In this instance the sound bestows on me a sort of uncanny comfort and I find all the quirks, contingencies and rudiments of my personality become exploded in the all-consuming nature of this mesmerising sound.

It is as if the world and all of its inhabitants, all the trees, plants and animals; all of the buildings, computers, cars and highways; every blade of grass or speck of dust, every single element on the periodic table and all those not yet discovered; it is as if all of these things are swallowed up in the blind magnificence of this one repetitive sound, until I see myself as a mote floating in the darkness; a small vibrating wave of pure consciousness existing pointlessly in an empty universe, without reason, relevance or point of reference. And in this state of mind I become content.

The constant grind which emanates from the projector is just one of the curiously captivating features of this machine. The circular motion of the projector’s rollers has an equally magical affect if concentrated on for any prolonged period of time. The rotating movement of these mechanical wheels as they feed the film-reel through the machine, coupled with the repetitive sound of its rotation, inevitably contributes to the hypnotic affect already described. I am not the first to comment on the odd mental and physical symptoms that this type of movement can induce; as Hardy points out in a small tangential rumination from Far from the Madding Crowd;

 

The peculiar motion involved in turning a wheel has a wonderful tendency to benumb the mind. It is a sort of attenuated variety of Ixion’s punishment, and contributes a dismal chapter to the history of gaols. The brain gets muddled, the head grows heavy, and the body’s centre of gravity seems to settle by degrees in a leaden lump somewhere between the eyebrows and the crown.
 

This is just a small sample of the numerous esoteric ponderings that occupy my otherwise vacant mind as I sit alone, for hours on end, in my projectionist’s booth.

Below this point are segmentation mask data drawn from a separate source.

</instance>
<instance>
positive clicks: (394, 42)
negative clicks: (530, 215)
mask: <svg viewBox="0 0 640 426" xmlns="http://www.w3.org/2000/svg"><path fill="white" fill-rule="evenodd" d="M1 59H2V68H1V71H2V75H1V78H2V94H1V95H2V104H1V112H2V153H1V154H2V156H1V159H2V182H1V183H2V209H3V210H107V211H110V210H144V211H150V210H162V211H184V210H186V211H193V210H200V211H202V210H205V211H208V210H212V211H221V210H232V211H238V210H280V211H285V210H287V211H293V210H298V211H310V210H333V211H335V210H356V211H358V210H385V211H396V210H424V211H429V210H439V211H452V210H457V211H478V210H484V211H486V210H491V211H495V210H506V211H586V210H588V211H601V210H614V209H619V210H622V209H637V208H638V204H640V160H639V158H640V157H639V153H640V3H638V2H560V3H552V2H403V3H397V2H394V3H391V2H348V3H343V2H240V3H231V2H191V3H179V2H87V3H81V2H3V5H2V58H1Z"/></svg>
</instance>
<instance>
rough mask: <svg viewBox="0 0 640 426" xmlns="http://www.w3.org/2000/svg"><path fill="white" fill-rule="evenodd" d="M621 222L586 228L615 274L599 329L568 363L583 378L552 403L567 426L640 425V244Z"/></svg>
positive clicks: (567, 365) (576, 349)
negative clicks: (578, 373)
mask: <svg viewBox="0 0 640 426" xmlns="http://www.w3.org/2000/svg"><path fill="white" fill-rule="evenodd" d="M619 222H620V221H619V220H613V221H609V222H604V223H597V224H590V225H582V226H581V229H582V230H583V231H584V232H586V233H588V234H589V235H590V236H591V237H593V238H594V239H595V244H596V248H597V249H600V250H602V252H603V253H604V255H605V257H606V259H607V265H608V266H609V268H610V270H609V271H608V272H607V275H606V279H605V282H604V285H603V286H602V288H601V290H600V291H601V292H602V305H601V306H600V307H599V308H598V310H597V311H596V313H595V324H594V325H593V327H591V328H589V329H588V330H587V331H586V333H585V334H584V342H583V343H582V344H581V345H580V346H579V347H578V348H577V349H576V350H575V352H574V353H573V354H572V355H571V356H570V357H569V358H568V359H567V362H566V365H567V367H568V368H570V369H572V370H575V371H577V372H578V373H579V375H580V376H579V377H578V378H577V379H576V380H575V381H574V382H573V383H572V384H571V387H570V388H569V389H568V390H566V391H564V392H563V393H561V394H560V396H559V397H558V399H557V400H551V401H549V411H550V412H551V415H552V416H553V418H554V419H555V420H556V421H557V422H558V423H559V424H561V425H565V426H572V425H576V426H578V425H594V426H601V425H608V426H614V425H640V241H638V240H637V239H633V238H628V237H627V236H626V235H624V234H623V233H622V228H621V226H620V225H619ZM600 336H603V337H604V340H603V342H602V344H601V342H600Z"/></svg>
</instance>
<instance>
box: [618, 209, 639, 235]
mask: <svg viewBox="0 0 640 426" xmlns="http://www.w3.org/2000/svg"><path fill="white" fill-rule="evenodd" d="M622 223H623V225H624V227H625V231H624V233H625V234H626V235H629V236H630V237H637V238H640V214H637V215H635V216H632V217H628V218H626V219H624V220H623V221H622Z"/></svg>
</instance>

The irony doesn’t escape me by the way. The possible comparisons that are to be drawn between the affect that the sound and sight of the projector has on me compared to the effect that the film-reel which it diligently pumps through its innards, and shoots out and on to the screen of the cinema has on the punters in the audience. If anything, the completely opposite results of these two sensory excitements only enhances my fascination; one numbs the brain into silence while the other distracts it with a much richer palate of sound, colour and emotion.

But perhaps these two methods are really more similar than is obvious at first glance.

People often complain that cinema and television pollute the minds of the audience; either by dulling it into a state of apoplexy or skewing our aspirations through a proliferation of superficial images and ideologies. But perhaps the entertainment industry isn’t going far enough? Perhaps if they really want to medicate their audience into a perpetual state of dim-wittedness they should just expose them to a movie consisting exclusively of loud repetitive sounds and hypnotic images. And when the slate of our memories has been wiped clean they can project onto our minds whatever spurious message they require in order to achieve their ends. And then we’ll all be happy—vacant, but happy.